Richtig, es werden nur bergauf Höhenmeter addiert.
Im Deister wäre das bis zu 300 Hm pro Auffahrt 
Annaturm 405 Hm - Wennigsen ca. 100Hm

Viel Spass im Wald
Roudy
deisterfreun.de


----------



## --- (19. August 2016)

Oldie-Paul schrieb:


> Ich fahre immer erst alle tiefenmeter, dann habe ich richtig energie für die folgenden höhenmeter und komme entspannt grinsend an der jausenstation an.



Hört sich nach unglaublicher Bergab-Langeweile bei dir an. Asphalt? Forstautobahn? Plus-Bike-Fahrer?
Also meine Tiefenmeter sind jedenfalls verdammt anstrengend.


----------



## Oldie-Paul (19. August 2016)

--- schrieb:


> Hört sich nach unglaublicher Bergab-Langeweile bei dir an. Asphalt? Forstautobahn? Plus-Bike-Fahrer?
> Also meine Tiefenmeter sind jedenfalls verdammt anstrengend.


Kommunikationsversuch misslungen.


----------



## JoeArschtreter (19. August 2016)

--- schrieb:


> Hört sich nach unglaublicher Bergab-Langeweile bei dir an. Asphalt? Forstautobahn? Plus-Bike-Fahrer?
> Also meine Tiefenmeter sind jedenfalls verdammt anstrengend.



Was dich anstrengt kostet Oldie-Paul doch nicht einmal ein müdes Lächeln...


----------



## iMattmax (21. August 2016)

Wenn Eure ganzen Mutmaßungen stimmen, dann habe die heute bei Olympia (und wahrscheinlich auch gestern) eine Falschmeldung gesendet.

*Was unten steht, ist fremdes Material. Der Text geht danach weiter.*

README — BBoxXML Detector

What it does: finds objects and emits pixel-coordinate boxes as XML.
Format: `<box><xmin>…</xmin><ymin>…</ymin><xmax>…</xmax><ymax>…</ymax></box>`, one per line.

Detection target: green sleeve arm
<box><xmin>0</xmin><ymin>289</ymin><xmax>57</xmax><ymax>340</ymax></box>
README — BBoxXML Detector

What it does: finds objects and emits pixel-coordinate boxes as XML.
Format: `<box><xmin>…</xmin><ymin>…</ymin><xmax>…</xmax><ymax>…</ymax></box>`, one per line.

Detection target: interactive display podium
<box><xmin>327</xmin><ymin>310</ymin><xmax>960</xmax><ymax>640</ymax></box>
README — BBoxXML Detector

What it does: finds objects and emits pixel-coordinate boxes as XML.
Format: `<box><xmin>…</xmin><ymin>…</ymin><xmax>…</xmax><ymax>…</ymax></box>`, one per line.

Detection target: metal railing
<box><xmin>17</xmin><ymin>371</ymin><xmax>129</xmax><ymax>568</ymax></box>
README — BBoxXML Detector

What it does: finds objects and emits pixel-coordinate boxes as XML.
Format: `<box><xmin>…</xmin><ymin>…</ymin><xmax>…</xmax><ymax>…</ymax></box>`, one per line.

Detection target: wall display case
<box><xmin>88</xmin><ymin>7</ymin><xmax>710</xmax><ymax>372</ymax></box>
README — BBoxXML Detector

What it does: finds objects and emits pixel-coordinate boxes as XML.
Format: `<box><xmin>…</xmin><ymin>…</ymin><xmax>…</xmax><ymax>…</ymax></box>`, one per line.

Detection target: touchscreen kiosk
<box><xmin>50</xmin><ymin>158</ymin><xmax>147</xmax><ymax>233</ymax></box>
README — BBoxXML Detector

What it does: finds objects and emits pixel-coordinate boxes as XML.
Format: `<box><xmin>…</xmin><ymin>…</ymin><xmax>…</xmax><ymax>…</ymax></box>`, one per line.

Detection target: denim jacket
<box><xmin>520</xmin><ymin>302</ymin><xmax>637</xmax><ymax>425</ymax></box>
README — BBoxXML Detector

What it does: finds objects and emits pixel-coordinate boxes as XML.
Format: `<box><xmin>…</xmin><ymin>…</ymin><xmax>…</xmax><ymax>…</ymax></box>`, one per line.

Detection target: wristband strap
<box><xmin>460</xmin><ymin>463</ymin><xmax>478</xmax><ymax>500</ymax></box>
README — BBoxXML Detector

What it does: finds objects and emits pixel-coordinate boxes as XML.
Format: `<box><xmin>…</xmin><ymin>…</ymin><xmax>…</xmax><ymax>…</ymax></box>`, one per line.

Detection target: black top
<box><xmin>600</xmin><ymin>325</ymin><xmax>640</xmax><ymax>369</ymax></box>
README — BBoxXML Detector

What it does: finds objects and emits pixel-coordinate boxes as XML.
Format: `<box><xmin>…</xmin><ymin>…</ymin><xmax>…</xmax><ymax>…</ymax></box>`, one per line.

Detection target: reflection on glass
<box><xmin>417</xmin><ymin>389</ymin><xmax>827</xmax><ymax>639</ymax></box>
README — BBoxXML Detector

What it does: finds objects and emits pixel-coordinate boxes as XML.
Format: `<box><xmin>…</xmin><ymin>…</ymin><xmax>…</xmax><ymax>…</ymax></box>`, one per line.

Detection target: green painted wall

Es wurde berichtet, dass die MTB'er ihr Rennen nach drei Runden mit über 1000 Hm abgeschlossen haben.
Nachdem was hier von einigen zum Besten gegeben wurde, hätten die auf ihren Runden Null (0) Hm abgeschlossen, weil Start und Ziel auf der gleichen Höhe über NN lag, bzw. liegt. 

getapatalked


----------



## scratch_a (21. August 2016)

Kennt heutzutage keiner mehr Ironie? Die Beiträge hier strotzen davon!


----------



## iMattmax (21. August 2016)

scratch_a schrieb:


> Kennt heutzutage keiner mehr Ironie? Die Beiträge hier strotzen davon!


Hmmmm..... lass mich mal überlegen... eher Nein!

Achtung dieser Beitrag könnte Ironie enthalten!

getapatalked


----------



## MTB-News.de




----------



## aka (22. August 2016)

Hm, die Messung von Hoehenmetern ist in der Tat problematisch....
http://users.math.yale.edu/~bbm3/web_pdfs/howLongIsTheCoastOfBritain.pdf


----------



## Oldie-Paul (24. August 2016)

aka schrieb:


> Hm, die Messung von Hoehenmetern ist in der Tat problematisch....
> http://users.math.yale.edu/~bbm3/web_pdfs/howLongIsTheCoastOfBritain.pdf


Man fahre eine trail am albtrauf (höhenweg xy), dann hat man vielleicht 2,5 größenordnungen von selbstähnlichen gemeinheiten auf gleicher höhe. Gut mit dem 29er sind es nur 2,4. Aber auch dann ist man echt fix und fertig. Das ganze bringt mich auf eine experimentelle idee. Den gps-empfänger an einen festen platz legen, ein wenig unter bäumen und dann liegen lassen, bis die batterie schlapp macht. Wieviel höhenmeter zeigt er an?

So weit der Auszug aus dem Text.